Furthermore, a direct method was proposed to validate CGFs based on the readability of BTs formalism. Since task decomposition and action sequences were well organized in BTs, the SMEs were able to directly read and analyze CGFs models rather than rely on face validation. Without knowledge of the combat results, SMEs examined 100 CGF samples from evolution process and evaluated their degrees of violating doctrine and expertise. The degrees were classified as “serious,” “medium,” “slight,” and “insignificant.”

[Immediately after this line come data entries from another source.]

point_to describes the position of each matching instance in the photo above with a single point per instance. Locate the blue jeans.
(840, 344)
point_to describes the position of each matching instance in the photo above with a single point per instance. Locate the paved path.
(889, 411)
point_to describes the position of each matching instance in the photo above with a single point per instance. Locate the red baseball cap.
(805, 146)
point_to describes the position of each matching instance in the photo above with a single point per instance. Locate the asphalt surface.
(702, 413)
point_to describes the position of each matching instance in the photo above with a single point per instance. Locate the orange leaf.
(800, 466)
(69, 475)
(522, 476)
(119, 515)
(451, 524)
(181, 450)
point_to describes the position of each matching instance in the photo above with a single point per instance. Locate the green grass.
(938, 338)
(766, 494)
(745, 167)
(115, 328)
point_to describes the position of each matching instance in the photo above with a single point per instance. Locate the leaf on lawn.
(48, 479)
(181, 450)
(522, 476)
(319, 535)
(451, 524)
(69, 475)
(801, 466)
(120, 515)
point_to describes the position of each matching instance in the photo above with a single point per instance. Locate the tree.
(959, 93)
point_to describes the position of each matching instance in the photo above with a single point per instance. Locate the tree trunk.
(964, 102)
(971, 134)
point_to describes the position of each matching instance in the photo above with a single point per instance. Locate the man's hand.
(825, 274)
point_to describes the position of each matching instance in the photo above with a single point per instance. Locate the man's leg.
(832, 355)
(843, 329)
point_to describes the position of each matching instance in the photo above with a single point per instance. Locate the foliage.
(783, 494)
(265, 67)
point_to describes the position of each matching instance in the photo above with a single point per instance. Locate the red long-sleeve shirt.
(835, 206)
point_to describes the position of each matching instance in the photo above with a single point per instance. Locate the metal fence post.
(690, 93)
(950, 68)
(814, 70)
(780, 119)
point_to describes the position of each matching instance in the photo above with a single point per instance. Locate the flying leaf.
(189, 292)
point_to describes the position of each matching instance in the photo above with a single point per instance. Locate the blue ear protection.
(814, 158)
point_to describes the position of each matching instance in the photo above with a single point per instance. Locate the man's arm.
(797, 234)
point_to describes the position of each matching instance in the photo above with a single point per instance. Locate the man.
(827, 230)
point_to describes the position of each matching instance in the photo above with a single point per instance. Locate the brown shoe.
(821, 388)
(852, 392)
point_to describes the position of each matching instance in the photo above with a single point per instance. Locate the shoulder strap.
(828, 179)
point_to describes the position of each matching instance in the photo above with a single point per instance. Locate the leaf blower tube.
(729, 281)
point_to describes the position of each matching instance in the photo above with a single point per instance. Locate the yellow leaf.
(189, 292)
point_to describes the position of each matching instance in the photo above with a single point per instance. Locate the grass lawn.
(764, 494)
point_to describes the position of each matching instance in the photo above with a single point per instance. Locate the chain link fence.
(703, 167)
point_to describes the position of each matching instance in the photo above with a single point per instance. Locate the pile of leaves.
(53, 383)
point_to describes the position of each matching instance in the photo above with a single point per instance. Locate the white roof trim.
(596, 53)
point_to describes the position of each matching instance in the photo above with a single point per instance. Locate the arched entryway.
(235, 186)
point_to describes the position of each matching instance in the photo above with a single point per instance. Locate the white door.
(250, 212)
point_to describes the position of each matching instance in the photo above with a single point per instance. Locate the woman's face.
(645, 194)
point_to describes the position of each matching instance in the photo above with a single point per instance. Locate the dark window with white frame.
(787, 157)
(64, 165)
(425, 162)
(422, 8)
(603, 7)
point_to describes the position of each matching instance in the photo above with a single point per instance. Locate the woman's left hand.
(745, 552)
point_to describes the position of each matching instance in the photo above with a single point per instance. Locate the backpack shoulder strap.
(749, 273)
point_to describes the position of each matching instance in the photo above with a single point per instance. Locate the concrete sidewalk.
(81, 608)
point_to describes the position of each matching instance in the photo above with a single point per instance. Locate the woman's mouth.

The statistical results of direct validation are shown in Figure 8. The proportions of each degree are presented in the pie chart: “insignificant” level CGFs amounts to 13%, “serious” and “slight” account for one-quarter each, and the largest part is “medium” CGFs with 36%. The attached box-plot compares the fitness value to the degree of violating doctrine and expertise. The fitness and degree were almost consistent in the whole, and CGFs that seriously violated doctrine scored the lowest fitness, about 0.05, while CGFs without significant errors got medium fitness of 0.79. The difference between CGFs in groups “medium” and “slight” was not significant; medium fitness was 0.37 and 0.31, respectively. The outliers in each group were worthy of note in that SMEs’ judgments mismatched combat performances. The reason for these inconsistencies might be the lack of expertise or the novel knowledge emerging in the evolutionary process.
According to the results of both face validation and direct validation by SMEs, we came to the conclusion that adaptive CGFs with high fitness were consistent with doctrine and expertise and fitness function was an effective method to ensure the validity of CGFs.
7. Conclusions and Future Work
In this paper, we have presented a novel framework to generate adaptive CGFs based on grammatical evolution, which encode domain knowledge in modular behavior trees and evolve CGFs via GA. Adaptive CGFs for air combat were developed and tested in BVR engagement with nonadaptive doctrine-driven CGFs. The experiments demonstrated the adaptivity of generated CGFs with increasing fitness value and an overall Exchange Ratio.
Future work will focus on the verification and validation of the generated CGFs and analysis of the variety in evolution. Mining innovative tactic from GE generated CGFs will also be a new challenge, and related works are being conducted via machine learning techniques. We also plan to apply these methods to human-in-the-loop (HIL) training and study the evolutionary process when training with real-life pilots.
Conflict of Interests
The authors declare no conflict of interests.
Authors’ Contribution
Drafting of paper was performed by Jian Yao. Model construction was done by Jian Yao and Qiwang Huang. Simulation experiments were conducted by Jian Yao. Planning and supervision of the research were performed by Weiping Wang.
Acknowledgment
This work is partly supported by the National Natural Science Foundation of China (no. 61273198 and no. 91324014).